Wulfthrith was een Angelsaksische edelvrouw die zuster werd in de Abdij van Wilton. Ze werd door koning Edgar van Engeland uit dit klooster ontvoerd en vervolgens naar diens residentie in Kemsing gebracht, waar ze beviel van een dochter Edith (963-986). Na minstens een jaar keerde Wulfthrith met haar dochter terug naar de Abdij van Wilton, waar ze later abdis werd.

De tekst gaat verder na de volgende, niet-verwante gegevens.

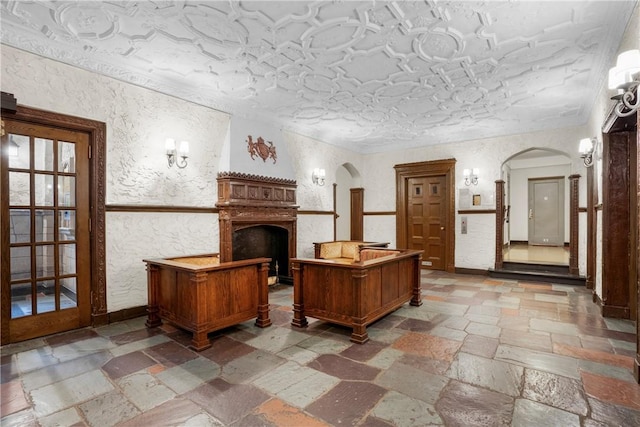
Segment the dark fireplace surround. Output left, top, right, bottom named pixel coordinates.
left=216, top=172, right=298, bottom=283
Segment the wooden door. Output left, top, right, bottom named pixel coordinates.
left=0, top=119, right=91, bottom=343
left=528, top=177, right=564, bottom=246
left=407, top=175, right=447, bottom=270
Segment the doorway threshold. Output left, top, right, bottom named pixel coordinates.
left=488, top=261, right=586, bottom=286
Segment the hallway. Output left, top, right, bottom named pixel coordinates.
left=1, top=270, right=640, bottom=427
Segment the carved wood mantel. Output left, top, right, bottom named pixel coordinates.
left=216, top=172, right=298, bottom=271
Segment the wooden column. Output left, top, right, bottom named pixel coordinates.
left=495, top=179, right=505, bottom=270
left=569, top=174, right=580, bottom=275
left=586, top=165, right=598, bottom=289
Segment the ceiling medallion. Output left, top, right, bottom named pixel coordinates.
left=247, top=135, right=278, bottom=164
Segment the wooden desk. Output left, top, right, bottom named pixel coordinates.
left=144, top=254, right=271, bottom=351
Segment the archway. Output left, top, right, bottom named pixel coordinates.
left=502, top=147, right=575, bottom=266
left=335, top=162, right=362, bottom=240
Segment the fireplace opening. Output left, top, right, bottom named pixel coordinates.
left=231, top=225, right=293, bottom=284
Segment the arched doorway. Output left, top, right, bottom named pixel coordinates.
left=335, top=162, right=361, bottom=240
left=502, top=147, right=571, bottom=266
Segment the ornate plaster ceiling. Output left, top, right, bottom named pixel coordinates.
left=0, top=0, right=636, bottom=153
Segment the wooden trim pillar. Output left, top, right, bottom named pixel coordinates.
left=495, top=179, right=505, bottom=270
left=569, top=174, right=580, bottom=275
left=350, top=188, right=364, bottom=241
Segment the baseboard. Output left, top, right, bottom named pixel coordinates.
left=108, top=305, right=147, bottom=323
left=456, top=267, right=489, bottom=276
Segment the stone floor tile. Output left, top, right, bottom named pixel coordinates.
left=78, top=390, right=140, bottom=427
left=604, top=318, right=636, bottom=334
left=306, top=381, right=386, bottom=425
left=110, top=335, right=171, bottom=356
left=553, top=344, right=635, bottom=370
left=0, top=409, right=40, bottom=427
left=118, top=398, right=222, bottom=427
left=460, top=335, right=499, bottom=359
left=307, top=354, right=380, bottom=381
left=252, top=399, right=329, bottom=427
left=436, top=380, right=514, bottom=427
left=253, top=362, right=340, bottom=408
left=589, top=398, right=640, bottom=427
left=16, top=346, right=60, bottom=374
left=340, top=339, right=387, bottom=362
left=31, top=370, right=113, bottom=417
left=578, top=359, right=636, bottom=382
left=392, top=332, right=462, bottom=362
left=276, top=346, right=318, bottom=365
left=116, top=372, right=176, bottom=412
left=37, top=408, right=85, bottom=427
left=512, top=399, right=580, bottom=427
left=144, top=341, right=198, bottom=367
left=102, top=351, right=156, bottom=379
left=155, top=357, right=221, bottom=394
left=199, top=335, right=255, bottom=365
left=366, top=391, right=442, bottom=427
left=398, top=353, right=451, bottom=376
left=44, top=328, right=98, bottom=347
left=465, top=322, right=501, bottom=338
left=522, top=369, right=589, bottom=416
left=581, top=372, right=640, bottom=411
left=0, top=380, right=31, bottom=418
left=500, top=329, right=553, bottom=353
left=447, top=352, right=524, bottom=397
left=109, top=328, right=164, bottom=345
left=22, top=351, right=111, bottom=392
left=183, top=378, right=269, bottom=425
left=495, top=344, right=580, bottom=379
left=245, top=328, right=309, bottom=353
left=366, top=348, right=405, bottom=369
left=375, top=363, right=449, bottom=404
left=221, top=350, right=285, bottom=384
left=298, top=336, right=352, bottom=354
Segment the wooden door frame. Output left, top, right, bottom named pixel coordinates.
left=394, top=159, right=456, bottom=273
left=0, top=102, right=108, bottom=344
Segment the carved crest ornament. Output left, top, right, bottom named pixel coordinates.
left=247, top=135, right=278, bottom=164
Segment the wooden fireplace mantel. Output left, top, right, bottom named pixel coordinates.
left=216, top=172, right=299, bottom=270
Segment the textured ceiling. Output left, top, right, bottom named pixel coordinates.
left=0, top=0, right=636, bottom=153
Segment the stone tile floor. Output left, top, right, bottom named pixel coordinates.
left=0, top=271, right=640, bottom=427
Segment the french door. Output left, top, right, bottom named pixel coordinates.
left=0, top=119, right=91, bottom=342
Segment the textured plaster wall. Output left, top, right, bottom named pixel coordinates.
left=1, top=46, right=229, bottom=311
left=362, top=127, right=588, bottom=272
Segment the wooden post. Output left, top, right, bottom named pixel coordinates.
left=495, top=179, right=505, bottom=270
left=569, top=174, right=580, bottom=275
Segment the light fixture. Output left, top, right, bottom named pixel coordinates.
left=311, top=168, right=325, bottom=187
left=609, top=49, right=640, bottom=117
left=462, top=168, right=480, bottom=185
left=165, top=138, right=189, bottom=169
left=9, top=135, right=20, bottom=157
left=578, top=138, right=598, bottom=167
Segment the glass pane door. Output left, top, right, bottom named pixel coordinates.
left=2, top=122, right=90, bottom=341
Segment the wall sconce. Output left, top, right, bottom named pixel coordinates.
left=9, top=135, right=20, bottom=157
left=609, top=49, right=640, bottom=117
left=311, top=168, right=325, bottom=187
left=165, top=138, right=189, bottom=169
left=462, top=168, right=480, bottom=185
left=578, top=138, right=598, bottom=167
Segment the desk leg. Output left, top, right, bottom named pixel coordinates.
left=145, top=264, right=162, bottom=328
left=256, top=262, right=271, bottom=328
left=291, top=262, right=309, bottom=328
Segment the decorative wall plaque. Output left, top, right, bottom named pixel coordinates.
left=247, top=135, right=278, bottom=164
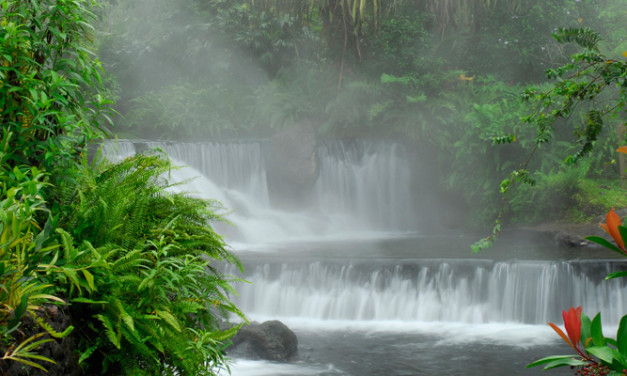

Als boetedoening voor de ontvoering van Wulfthrith zou Edgar van Engeland volgens vroege kloosterteksten zeven jaar geen kroon hebben gedragen en gaf hij haar zes landgoederen in Wiltshire en Wight, die ze rond 965 toevoegde aan de Abdij van Wilton. Mogelijk bleven Edgar en Wulfthrith na haar terugkeer naar het klooster bevriend met elkaar. In elk geval erkende hij Edith als zijn wettige dochter; hij beschouwde zijn relatie met Wulfthrith immers als een huwelijk, ook al werd dat niet erkend door de kerk.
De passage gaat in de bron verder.